The whooping cough plot turn is classic Shield, because throughout the series our anti-heroes have had to deal with home life interfering with their master plans. (Vic's troubles with his autistic children come to mind.) But it also provided Walton Goggins with two great little actor moments: When he pokes at the windshield to entertain Jackson while Mara's on the phone with Corrine, and when he stares blankly while Mara calls "Shawn? Shawn?" at the hospital. Shane, like Vic, is very good at getting into character to follow-through on an operation. But unlike Vic, Shane has a hard time disguising his true self for long. Shane may be a total weasel, but Goggins' performance through this whole series has been so magnificent, just in the way he can make Shane look like a cocky jerk one moment and a lost little boy the next.
If anything, Ronnie may be the best liar on the Strike Team, as evidenced by his off-the-cuff explanation to Claudette as to why Shane killed Lem and is trying to kill him and Vic. Ronnie lays all of the Strike Team's misdeeds on Shane's doorstep, which just might work, if Vic can get rid of Shane before he talks. The question is: Can he? Can he really pull the trigger on Shane? And Mara, whom he pointedly claims is "not an innocent?"
A couple of episodes back, when Vic and Ronnie set up Shane to get ambushed and Shane flukily survived, I couldn't tell whether Vic was frustrated or relieved–and neither could Vic, I don't think. Tonight, as he found Shane's motel hideout and closed in with his gun drawn, I honestly had no idea what he'd do if he found Shane and his family there. That's what made the scene so gripping, and even a little excruciating. It's what The Shield has always excelled at, those scenes where we're fully immersed in a situation in which everything's spinning out of control, with no end in sight. Like a car skidding on a slick road in a pitch-black night. Like a slip of the tongue that just gets worse with every attempt to make it right. Like a nightmare.
Grade: A
Stray observations:
-Another sick-making moment: Corrine hearing from Mara that Vic pulled a gun on her in the hospital parking lot. Aside from Corinne's own feeling of the ground slipping out from under her, I felt a little sympathy for Vic too, watching Corinne and not knowing what she was hearing.

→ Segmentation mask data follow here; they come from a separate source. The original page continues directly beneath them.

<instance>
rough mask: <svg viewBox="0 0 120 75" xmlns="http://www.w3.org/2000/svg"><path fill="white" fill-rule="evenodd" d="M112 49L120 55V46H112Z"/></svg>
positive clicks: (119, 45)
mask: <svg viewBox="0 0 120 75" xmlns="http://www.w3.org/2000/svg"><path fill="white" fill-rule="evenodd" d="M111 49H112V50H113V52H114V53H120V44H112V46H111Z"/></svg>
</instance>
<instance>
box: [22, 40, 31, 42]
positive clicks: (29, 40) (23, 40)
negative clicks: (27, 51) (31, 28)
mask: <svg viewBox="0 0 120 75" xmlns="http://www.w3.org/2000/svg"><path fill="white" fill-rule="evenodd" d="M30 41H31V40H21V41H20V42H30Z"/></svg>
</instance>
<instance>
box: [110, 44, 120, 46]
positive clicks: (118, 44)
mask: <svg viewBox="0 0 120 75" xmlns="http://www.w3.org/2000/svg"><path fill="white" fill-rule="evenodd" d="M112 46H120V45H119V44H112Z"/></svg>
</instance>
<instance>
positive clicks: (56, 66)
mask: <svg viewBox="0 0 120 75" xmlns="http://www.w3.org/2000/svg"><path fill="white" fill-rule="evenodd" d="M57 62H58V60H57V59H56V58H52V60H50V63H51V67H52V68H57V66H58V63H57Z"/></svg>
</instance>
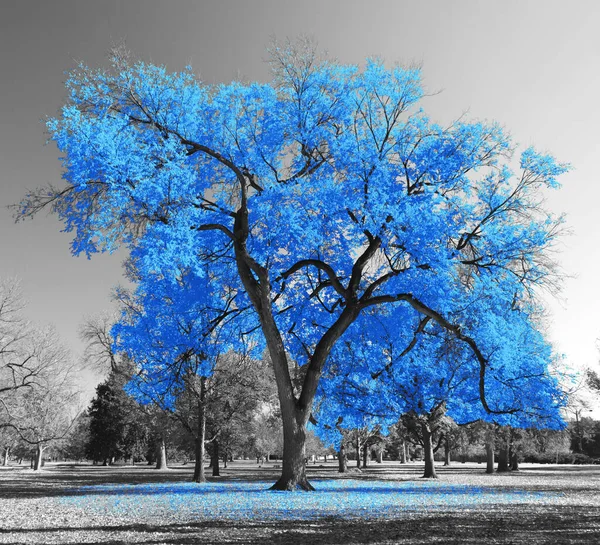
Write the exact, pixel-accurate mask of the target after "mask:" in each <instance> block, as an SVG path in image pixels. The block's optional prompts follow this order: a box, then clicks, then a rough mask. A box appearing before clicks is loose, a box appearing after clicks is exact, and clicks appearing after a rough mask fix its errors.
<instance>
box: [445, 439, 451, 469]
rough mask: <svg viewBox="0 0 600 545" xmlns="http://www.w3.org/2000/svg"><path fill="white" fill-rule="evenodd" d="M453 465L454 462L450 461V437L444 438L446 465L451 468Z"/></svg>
mask: <svg viewBox="0 0 600 545" xmlns="http://www.w3.org/2000/svg"><path fill="white" fill-rule="evenodd" d="M451 464H452V460H451V459H450V440H449V439H448V437H445V438H444V465H445V466H449V465H451Z"/></svg>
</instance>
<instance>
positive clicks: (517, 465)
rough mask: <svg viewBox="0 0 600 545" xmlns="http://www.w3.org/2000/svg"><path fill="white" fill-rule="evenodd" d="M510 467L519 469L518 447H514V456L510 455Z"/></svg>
mask: <svg viewBox="0 0 600 545" xmlns="http://www.w3.org/2000/svg"><path fill="white" fill-rule="evenodd" d="M510 469H511V471H519V455H518V454H517V449H516V448H515V449H513V452H512V456H511V457H510Z"/></svg>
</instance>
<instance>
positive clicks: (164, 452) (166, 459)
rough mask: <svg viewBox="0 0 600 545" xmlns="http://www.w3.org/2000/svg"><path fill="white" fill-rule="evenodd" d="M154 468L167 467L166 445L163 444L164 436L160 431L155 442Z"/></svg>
mask: <svg viewBox="0 0 600 545" xmlns="http://www.w3.org/2000/svg"><path fill="white" fill-rule="evenodd" d="M155 469H168V467H167V447H166V446H165V437H164V435H163V434H162V433H161V434H160V437H159V438H158V441H157V442H156V467H155Z"/></svg>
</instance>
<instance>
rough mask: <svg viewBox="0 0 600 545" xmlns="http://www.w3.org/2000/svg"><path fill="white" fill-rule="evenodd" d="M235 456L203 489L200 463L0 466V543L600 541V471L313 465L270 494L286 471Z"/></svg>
mask: <svg viewBox="0 0 600 545" xmlns="http://www.w3.org/2000/svg"><path fill="white" fill-rule="evenodd" d="M275 466H276V464H273V463H269V464H264V465H263V466H262V467H258V466H257V465H256V464H255V463H253V462H251V461H236V462H233V463H232V464H230V465H229V467H228V468H227V469H225V470H222V476H221V477H217V478H213V479H210V478H209V479H210V480H209V482H208V483H206V484H194V483H191V482H189V481H190V480H191V475H192V467H190V466H189V465H188V466H176V467H175V469H170V470H167V471H157V470H154V469H151V468H148V467H147V466H141V465H138V466H136V467H127V466H120V467H119V466H117V467H101V466H91V465H74V464H54V465H47V466H46V467H45V468H44V470H42V471H41V472H37V473H36V472H33V471H31V470H29V469H25V468H19V467H9V468H2V467H0V543H36V544H42V543H61V544H66V543H69V544H75V543H103V544H107V545H116V544H121V543H142V544H147V545H149V544H153V545H154V544H156V545H158V544H167V543H168V544H176V543H182V544H192V543H201V544H205V543H219V544H221V543H223V544H225V543H226V544H233V543H236V544H257V545H258V544H286V543H302V544H315V545H319V544H325V543H328V544H339V545H351V544H359V543H361V544H363V543H364V544H376V543H377V544H383V543H385V544H392V543H402V544H404V543H406V544H415V545H420V544H431V543H444V544H452V543H456V544H473V545H475V544H477V545H479V544H484V543H485V544H500V543H502V544H520V543H523V544H525V543H526V544H527V545H538V544H542V543H552V544H553V545H560V544H567V543H568V544H577V545H579V544H588V543H589V544H594V545H596V544H597V543H600V466H555V465H528V464H524V465H523V466H522V469H521V471H519V472H513V473H510V474H503V475H502V474H500V475H499V474H494V475H486V474H485V473H484V469H485V468H484V466H483V465H478V464H460V463H456V464H454V465H453V466H451V467H449V468H439V469H438V473H439V477H440V478H439V479H438V480H436V481H431V480H424V479H420V474H421V473H422V467H421V465H419V464H407V465H404V466H401V465H400V464H398V463H397V462H384V463H383V464H376V463H373V465H372V467H371V468H369V469H367V470H363V471H361V472H357V471H353V472H351V473H348V474H346V475H344V476H340V475H339V474H338V473H337V466H336V464H334V463H333V462H329V463H326V464H324V463H319V464H317V465H312V464H311V465H309V478H310V479H311V482H312V483H313V484H314V485H315V488H317V491H316V492H308V493H307V492H292V493H289V492H270V491H268V490H267V488H268V486H269V485H270V484H271V483H272V482H274V480H275V478H276V476H277V471H278V468H277V467H275Z"/></svg>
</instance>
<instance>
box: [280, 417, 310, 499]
mask: <svg viewBox="0 0 600 545" xmlns="http://www.w3.org/2000/svg"><path fill="white" fill-rule="evenodd" d="M295 420H296V419H293V420H292V421H291V422H290V421H289V419H284V422H283V461H282V464H281V477H279V479H278V480H277V482H276V483H275V484H274V485H273V486H272V487H271V490H298V489H301V490H306V491H309V490H314V488H313V486H312V485H311V484H310V483H309V482H308V479H307V478H306V464H305V442H306V426H305V425H304V424H303V423H298V422H297V421H295Z"/></svg>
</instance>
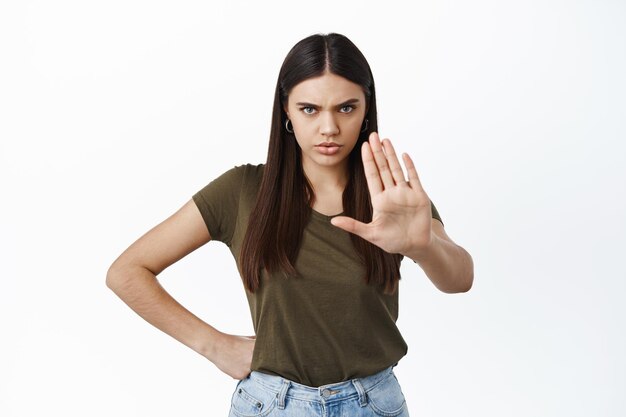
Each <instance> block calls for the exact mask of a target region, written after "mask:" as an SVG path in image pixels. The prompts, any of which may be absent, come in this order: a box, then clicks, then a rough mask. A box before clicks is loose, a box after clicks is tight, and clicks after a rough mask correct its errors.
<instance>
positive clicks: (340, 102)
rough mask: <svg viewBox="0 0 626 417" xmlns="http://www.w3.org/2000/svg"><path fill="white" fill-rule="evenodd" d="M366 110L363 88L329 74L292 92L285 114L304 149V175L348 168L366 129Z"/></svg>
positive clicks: (338, 77) (357, 85) (310, 81)
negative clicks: (365, 122) (360, 136)
mask: <svg viewBox="0 0 626 417" xmlns="http://www.w3.org/2000/svg"><path fill="white" fill-rule="evenodd" d="M365 107H366V103H365V94H364V93H363V90H362V88H361V86H360V85H358V84H355V83H353V82H352V81H349V80H347V79H345V78H343V77H340V76H338V75H335V74H332V73H330V72H326V73H325V74H324V75H321V76H319V77H315V78H309V79H307V80H304V81H302V82H301V83H299V84H297V85H296V86H295V87H293V88H292V89H291V92H290V93H289V97H288V100H287V107H286V108H285V112H286V113H287V117H289V119H290V120H291V125H292V126H293V131H294V134H295V136H296V141H297V142H298V145H300V148H301V149H302V165H303V168H304V169H305V172H311V171H310V170H311V169H313V170H315V169H319V168H321V167H341V166H347V163H348V159H347V157H348V155H350V152H351V151H352V149H353V148H354V146H355V144H356V142H357V140H358V138H359V133H360V131H361V128H362V127H363V119H364V117H365V110H366V109H365ZM290 128H291V126H290ZM329 145H330V146H329Z"/></svg>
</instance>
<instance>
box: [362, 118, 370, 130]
mask: <svg viewBox="0 0 626 417" xmlns="http://www.w3.org/2000/svg"><path fill="white" fill-rule="evenodd" d="M368 122H369V120H367V119H365V127H364V128H363V129H361V132H365V131H366V130H367V124H368Z"/></svg>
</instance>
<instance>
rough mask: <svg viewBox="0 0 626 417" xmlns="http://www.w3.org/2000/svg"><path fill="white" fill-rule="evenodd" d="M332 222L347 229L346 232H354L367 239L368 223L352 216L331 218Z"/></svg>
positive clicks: (343, 227)
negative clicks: (347, 216) (354, 218)
mask: <svg viewBox="0 0 626 417" xmlns="http://www.w3.org/2000/svg"><path fill="white" fill-rule="evenodd" d="M330 223H331V224H332V225H333V226H336V227H338V228H340V229H343V230H345V231H346V232H350V233H354V234H355V235H358V236H360V237H362V238H363V239H365V235H366V233H367V224H365V223H362V222H360V221H358V220H355V219H353V218H352V217H347V216H336V217H333V218H332V219H330Z"/></svg>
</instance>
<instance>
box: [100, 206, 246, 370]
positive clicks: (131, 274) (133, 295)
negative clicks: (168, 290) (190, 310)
mask: <svg viewBox="0 0 626 417" xmlns="http://www.w3.org/2000/svg"><path fill="white" fill-rule="evenodd" d="M210 240H211V236H210V235H209V232H208V230H207V227H206V225H205V223H204V220H203V219H202V216H201V215H200V212H199V210H198V208H197V206H196V205H195V203H194V202H193V200H190V201H188V202H187V203H186V204H185V205H184V206H183V207H181V208H180V209H179V210H178V211H177V212H176V213H174V214H173V215H172V216H170V217H169V218H167V219H166V220H164V221H163V222H162V223H160V224H159V225H157V226H155V227H154V228H153V229H151V230H150V231H148V232H147V233H146V234H144V235H143V236H142V237H140V238H139V239H138V240H137V241H136V242H134V243H133V244H132V245H131V246H130V247H128V249H126V250H125V251H124V252H123V253H122V254H121V255H120V256H119V257H118V258H117V259H116V260H115V261H114V262H113V264H112V265H111V266H110V268H109V270H108V272H107V276H106V285H107V287H109V288H110V289H111V290H112V291H113V292H114V293H115V294H116V295H117V296H118V297H120V298H121V299H122V300H123V301H124V302H125V303H126V304H127V305H128V306H129V307H130V308H131V309H133V310H134V311H135V312H136V313H137V314H139V315H140V316H141V317H142V318H143V319H145V320H146V321H147V322H149V323H150V324H152V325H153V326H155V327H157V328H158V329H160V330H161V331H163V332H165V333H167V334H168V335H170V336H172V337H173V338H175V339H176V340H178V341H179V342H181V343H183V344H184V345H186V346H188V347H190V348H191V349H193V350H194V351H196V352H198V353H199V354H201V355H202V356H204V357H206V358H207V359H209V360H210V361H211V362H213V363H214V364H215V365H216V366H217V367H218V368H219V369H220V370H222V371H223V372H224V373H226V374H228V375H230V376H232V377H233V378H235V379H241V378H243V377H245V376H246V375H248V374H249V372H250V364H251V362H252V351H253V348H254V338H251V337H245V336H233V335H229V334H226V333H222V332H220V331H218V330H217V329H215V328H214V327H212V326H210V325H209V324H207V323H205V322H204V321H202V320H201V319H200V318H198V317H197V316H196V315H194V314H193V313H191V312H190V311H189V310H187V309H186V308H185V307H183V306H182V305H181V304H180V303H178V302H177V301H176V300H175V299H174V298H173V297H172V296H171V295H170V294H169V293H168V292H167V291H165V289H164V288H163V287H162V286H161V285H160V283H159V281H158V280H157V278H156V276H157V275H158V274H159V273H161V272H162V271H163V270H164V269H165V268H167V267H168V266H170V265H172V264H173V263H175V262H177V261H178V260H180V259H182V258H183V257H184V256H186V255H187V254H189V253H191V252H193V251H194V250H196V249H197V248H199V247H200V246H202V245H204V244H206V243H207V242H209V241H210Z"/></svg>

-Was that an inside joke about Tina's relative absence this season when she talks about how everything goes to hell when "a girl takes a long weekend?"
-I know this was last week, but I wanted to take a moment to hail the brilliant staging of two scenes in "Parricide:" The way Shane assesses the situation and quickly bails out of The Farm, while framed over Vic's shoulder; and the way Claudette warns Vic to steer clear of the investigation from her office window, so high up that her threats seem even more ineffectual.
-My wife and I had pertussis shortly after our first kid was born. Man, it wasn't fun.